Concepedia

TLDR

Polygenic risk scores (PRS) for Alzheimer’s disease can identify individuals at high or low risk, yet consensus on calculation methods, APOE modeling, SNP selection thresholds, and cross‑study comparisons remains lacking. Our study shows that a two‑predictor model (APOE plus PRS excluding the APOE region with pT < 0.1) yields the highest prediction accuracy, and that standardizing PRS to the population mean enables comparable risk ranking across studies, providing optimal strategies for AD risk profiling.

Abstract

Polygenic Risk Scores (PRS) for AD offer unique possibilities for reliable identification of individuals at high and low risk of AD. However, there is little agreement in the field as to what approach should be used for genetic risk score calculations, how to model the effect of APOE, what the optimal p-value threshold (pT) for SNP selection is and how to compare scores between studies and methods.

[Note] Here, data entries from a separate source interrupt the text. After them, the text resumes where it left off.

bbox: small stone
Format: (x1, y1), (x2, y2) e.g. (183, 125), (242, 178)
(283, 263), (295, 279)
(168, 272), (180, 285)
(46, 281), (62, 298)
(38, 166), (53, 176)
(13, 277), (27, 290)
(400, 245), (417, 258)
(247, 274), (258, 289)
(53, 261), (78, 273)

We show that the best prediction accuracy is achieved with a model with two predictors (APOE and PRS excluding APOE region) with pT<0.1 for SNP selection. Prediction accuracy in a sample across different PRS approaches is similar, but individuals' scores and their associated ranking differ. We show that standardising PRS against the population mean, as opposed to the sample mean, makes the individuals' scores comparable between studies. Our work highlights the best strategies for polygenic profiling when assessing individuals for AD risk.